The following students completed their dissertations last fall:
As a graduate student in the lab of mechanical engineering professor Igor Novosselov, Justin analyzed the formation and evolution of particulate nanostructures generated by combustion. These particulates are a major component of air pollution with known health risks and adverse environmental impacts. He found that young, amorphous particles show more of an increased toxicological response than structured, mature particles. Further understanding of this complex process will help build a cleaner and healthier society. While at UW, Justin participated in the Alaska Airlines Environmental Innovation Challenge, which invites entrepreneurial students to showcase their problem-solving ideas. His team Apollo was selected as one of the 2019 finalists for their project to develop a low-cost electrode optimized for next-generation solar cells. Justin is now a junior data engineer at Allstate in Bothell where he is working with Allstate agents across the country on their data infrastructure.

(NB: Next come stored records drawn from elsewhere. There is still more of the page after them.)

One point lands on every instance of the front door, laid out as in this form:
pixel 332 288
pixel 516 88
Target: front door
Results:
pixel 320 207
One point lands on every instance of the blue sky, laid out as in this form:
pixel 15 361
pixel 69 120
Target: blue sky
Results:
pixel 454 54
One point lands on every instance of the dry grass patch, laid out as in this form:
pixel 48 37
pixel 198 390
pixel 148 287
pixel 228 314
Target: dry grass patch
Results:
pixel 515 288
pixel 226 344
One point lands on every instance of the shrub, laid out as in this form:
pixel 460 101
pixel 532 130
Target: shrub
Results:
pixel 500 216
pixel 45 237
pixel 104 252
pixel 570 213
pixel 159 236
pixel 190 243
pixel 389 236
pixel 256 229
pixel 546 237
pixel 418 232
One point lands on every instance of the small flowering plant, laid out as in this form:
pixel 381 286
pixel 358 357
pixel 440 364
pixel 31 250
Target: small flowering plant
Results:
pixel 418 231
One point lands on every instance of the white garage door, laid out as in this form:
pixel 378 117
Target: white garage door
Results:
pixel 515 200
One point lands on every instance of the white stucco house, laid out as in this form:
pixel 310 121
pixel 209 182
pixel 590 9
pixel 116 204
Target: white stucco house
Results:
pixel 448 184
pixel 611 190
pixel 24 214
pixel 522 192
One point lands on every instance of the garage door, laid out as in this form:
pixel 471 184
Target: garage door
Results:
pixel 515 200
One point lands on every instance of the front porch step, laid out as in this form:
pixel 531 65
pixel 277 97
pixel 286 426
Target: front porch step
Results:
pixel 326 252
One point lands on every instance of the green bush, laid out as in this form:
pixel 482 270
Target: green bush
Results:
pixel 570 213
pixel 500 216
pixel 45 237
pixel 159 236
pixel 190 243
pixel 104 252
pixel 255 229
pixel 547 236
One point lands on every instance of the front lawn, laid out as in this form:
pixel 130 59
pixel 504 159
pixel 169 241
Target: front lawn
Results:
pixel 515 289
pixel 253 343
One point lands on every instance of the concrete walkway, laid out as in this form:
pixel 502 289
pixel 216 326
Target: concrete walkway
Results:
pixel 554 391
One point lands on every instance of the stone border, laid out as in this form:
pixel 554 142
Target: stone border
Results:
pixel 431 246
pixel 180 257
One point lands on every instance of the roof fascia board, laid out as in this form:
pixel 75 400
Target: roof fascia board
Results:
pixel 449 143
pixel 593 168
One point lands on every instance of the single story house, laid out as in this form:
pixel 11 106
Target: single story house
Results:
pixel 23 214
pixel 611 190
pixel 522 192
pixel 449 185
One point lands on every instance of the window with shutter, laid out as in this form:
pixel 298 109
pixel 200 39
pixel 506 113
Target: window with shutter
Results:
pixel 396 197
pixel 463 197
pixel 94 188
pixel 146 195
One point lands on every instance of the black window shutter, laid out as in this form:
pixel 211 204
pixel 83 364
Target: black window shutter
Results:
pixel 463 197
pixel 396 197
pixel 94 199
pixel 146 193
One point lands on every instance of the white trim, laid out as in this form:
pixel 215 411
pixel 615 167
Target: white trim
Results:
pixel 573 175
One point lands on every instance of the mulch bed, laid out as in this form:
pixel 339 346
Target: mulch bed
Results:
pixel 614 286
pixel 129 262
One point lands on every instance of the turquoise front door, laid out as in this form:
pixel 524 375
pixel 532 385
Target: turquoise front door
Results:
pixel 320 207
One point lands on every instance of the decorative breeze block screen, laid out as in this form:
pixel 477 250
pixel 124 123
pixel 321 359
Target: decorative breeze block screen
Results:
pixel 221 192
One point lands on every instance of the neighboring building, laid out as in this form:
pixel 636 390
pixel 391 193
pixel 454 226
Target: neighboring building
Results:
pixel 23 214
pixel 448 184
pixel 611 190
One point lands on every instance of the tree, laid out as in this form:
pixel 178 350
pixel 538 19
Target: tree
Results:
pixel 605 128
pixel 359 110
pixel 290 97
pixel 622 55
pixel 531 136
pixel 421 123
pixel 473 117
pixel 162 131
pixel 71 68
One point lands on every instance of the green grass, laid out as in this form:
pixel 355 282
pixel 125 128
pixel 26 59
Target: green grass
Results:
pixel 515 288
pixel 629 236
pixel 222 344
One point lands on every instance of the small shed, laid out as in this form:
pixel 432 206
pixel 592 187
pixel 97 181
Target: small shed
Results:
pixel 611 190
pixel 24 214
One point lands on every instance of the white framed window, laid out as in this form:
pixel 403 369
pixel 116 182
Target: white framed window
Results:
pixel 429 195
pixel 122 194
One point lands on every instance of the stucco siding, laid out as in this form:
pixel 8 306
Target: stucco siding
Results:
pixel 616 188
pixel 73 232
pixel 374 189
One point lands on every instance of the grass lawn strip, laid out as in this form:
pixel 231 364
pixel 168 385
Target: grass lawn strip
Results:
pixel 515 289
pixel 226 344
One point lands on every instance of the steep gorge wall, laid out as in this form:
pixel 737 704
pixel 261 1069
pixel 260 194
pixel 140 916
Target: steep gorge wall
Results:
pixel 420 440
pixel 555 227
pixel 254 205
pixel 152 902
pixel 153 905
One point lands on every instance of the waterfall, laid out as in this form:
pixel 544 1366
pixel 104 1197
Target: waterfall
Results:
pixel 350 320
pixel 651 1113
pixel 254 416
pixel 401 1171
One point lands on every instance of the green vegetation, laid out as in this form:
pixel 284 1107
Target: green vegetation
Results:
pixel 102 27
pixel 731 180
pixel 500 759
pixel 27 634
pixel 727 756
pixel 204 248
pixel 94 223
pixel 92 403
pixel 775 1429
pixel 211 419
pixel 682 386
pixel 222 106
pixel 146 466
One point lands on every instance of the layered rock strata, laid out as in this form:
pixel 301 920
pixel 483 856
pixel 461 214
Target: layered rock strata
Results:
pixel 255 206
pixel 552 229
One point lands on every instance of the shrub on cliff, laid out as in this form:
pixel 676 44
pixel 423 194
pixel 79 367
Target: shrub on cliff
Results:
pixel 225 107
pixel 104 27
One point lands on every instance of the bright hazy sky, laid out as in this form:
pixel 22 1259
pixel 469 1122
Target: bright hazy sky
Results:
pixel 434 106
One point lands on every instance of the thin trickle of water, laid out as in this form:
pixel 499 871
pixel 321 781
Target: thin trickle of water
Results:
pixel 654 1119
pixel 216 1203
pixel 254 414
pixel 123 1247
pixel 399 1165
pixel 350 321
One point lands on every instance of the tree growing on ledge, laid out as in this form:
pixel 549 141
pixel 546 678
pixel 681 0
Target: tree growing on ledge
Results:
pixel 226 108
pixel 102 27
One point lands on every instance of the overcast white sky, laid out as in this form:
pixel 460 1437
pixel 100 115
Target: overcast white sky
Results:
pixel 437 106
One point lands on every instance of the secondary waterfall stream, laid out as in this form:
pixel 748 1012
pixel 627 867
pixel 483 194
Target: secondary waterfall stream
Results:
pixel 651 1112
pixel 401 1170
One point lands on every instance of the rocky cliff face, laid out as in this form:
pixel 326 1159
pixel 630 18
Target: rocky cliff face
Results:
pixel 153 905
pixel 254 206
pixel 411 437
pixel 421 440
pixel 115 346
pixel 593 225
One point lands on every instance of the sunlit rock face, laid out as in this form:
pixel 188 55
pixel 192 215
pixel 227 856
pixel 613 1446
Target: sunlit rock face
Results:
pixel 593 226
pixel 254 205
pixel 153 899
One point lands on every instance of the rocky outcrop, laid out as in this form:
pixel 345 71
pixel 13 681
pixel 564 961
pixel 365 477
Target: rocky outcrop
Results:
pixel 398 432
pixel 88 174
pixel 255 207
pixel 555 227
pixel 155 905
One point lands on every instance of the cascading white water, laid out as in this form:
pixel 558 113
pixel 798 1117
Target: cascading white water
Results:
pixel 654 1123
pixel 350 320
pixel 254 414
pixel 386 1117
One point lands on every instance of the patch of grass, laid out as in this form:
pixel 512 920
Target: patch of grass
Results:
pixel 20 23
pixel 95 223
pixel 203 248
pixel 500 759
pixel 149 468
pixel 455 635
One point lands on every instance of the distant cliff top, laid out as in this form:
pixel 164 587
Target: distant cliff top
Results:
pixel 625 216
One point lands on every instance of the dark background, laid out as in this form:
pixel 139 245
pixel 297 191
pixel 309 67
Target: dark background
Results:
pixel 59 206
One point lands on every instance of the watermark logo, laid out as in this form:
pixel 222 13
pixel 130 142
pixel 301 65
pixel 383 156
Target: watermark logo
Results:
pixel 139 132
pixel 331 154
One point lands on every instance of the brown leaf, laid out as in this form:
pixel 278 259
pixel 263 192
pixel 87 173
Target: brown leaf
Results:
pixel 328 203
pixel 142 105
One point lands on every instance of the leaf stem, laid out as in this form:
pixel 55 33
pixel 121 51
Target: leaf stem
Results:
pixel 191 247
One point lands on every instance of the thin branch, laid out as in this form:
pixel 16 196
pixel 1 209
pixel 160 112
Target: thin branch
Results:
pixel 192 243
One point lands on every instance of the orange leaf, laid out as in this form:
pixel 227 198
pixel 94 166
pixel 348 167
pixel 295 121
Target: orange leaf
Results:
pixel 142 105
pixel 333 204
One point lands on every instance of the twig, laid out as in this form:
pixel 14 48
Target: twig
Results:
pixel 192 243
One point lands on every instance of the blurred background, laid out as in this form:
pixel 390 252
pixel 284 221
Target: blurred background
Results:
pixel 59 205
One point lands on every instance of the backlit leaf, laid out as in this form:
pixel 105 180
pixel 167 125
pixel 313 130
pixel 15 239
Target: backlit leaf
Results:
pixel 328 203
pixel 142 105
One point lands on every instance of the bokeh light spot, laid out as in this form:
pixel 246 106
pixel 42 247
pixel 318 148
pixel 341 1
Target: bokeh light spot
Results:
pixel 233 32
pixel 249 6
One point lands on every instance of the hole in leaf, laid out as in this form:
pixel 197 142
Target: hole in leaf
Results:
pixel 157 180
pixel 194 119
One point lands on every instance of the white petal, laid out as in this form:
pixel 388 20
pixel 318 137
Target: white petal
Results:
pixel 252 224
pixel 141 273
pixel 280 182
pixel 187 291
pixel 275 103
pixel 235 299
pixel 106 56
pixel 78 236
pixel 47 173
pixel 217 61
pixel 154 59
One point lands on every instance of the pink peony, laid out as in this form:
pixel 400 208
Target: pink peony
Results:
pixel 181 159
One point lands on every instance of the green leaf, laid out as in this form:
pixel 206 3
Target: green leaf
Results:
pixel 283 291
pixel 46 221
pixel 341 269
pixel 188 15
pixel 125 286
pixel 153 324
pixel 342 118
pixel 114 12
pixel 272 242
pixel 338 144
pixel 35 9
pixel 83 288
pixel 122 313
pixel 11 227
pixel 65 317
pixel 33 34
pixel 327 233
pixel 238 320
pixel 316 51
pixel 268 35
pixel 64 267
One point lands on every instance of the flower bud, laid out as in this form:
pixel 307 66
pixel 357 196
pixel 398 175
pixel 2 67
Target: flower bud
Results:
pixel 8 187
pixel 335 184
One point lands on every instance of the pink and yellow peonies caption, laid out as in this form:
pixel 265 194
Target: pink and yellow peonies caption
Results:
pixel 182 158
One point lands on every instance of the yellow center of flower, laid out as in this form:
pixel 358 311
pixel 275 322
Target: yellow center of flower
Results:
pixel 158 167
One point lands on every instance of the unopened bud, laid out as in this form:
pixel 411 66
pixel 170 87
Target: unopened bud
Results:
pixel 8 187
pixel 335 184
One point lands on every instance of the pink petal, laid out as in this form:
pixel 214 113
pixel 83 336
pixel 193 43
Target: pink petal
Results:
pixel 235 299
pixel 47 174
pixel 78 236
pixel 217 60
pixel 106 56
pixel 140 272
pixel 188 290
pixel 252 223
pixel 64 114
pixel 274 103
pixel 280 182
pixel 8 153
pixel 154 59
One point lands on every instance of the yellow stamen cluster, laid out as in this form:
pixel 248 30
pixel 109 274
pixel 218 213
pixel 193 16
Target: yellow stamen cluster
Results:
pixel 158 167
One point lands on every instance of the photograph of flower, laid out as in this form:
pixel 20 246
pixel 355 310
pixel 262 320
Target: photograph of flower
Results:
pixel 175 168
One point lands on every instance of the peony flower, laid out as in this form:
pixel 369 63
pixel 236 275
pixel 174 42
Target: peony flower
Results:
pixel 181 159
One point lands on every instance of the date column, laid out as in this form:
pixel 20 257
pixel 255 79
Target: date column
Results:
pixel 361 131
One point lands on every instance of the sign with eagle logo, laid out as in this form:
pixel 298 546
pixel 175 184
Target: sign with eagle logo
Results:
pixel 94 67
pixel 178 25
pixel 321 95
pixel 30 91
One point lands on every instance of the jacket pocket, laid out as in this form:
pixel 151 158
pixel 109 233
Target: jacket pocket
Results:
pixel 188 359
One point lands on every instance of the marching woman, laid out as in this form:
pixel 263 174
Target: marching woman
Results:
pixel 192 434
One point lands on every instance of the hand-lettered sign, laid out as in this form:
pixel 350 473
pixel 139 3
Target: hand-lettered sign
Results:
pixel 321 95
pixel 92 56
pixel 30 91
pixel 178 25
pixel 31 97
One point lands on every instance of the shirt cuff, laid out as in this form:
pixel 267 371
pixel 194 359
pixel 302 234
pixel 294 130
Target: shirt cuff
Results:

As a graduate student in the lab of materials science and engineering professor Alex Jen, Dion worked on designing and testing new types of electrolyte materials for lithium-sulfur (Li-S) batteries. This type of battery could potentially be made twice as light as a lithium-ion cell, using cheap, earth-abundant materials; however, Li-S batteries are not currently commercially viable because they tend to die after only a few recharge cycles. This work could lead to better batteries for electric vehicles, as well as other applications where low weight is critical. While at UW, Dion was a graduate fellow at the Clean Energy Institute. Dion is now a postdoctoral scholar with Gao Liu’s Applied Energy Materials group at Lawrence Berkeley National Laboratory. The group focuses on synthesis and processing of energy materials, including energy storage materials, solar energy materials, high performance materials and prototype development based on modern computational, synthesis and processing methods.
As a graduate student in the lab of chemical engineering professor Vince Holmberg, Grant worked on developing new materials for high-capacity lithium-ion and sodium-ion batteries that can charge faster and last longer. His research focused on characterizing battery materials made of antimony, which can charge from empty to full in three minutes and store roughly double the energy of current battery materials. While at UW, Grant received an NSF Graduate Research Fellowship, was named to the Husky 100 and served in the Graduate & Professional Student Senate. Grant is now a product engineer at ABV Technology, a small startup in St Paul, Minnesota that has developed a way to transform alcoholic beverages into non-alcoholic beverages without altering their intended flavor and taste.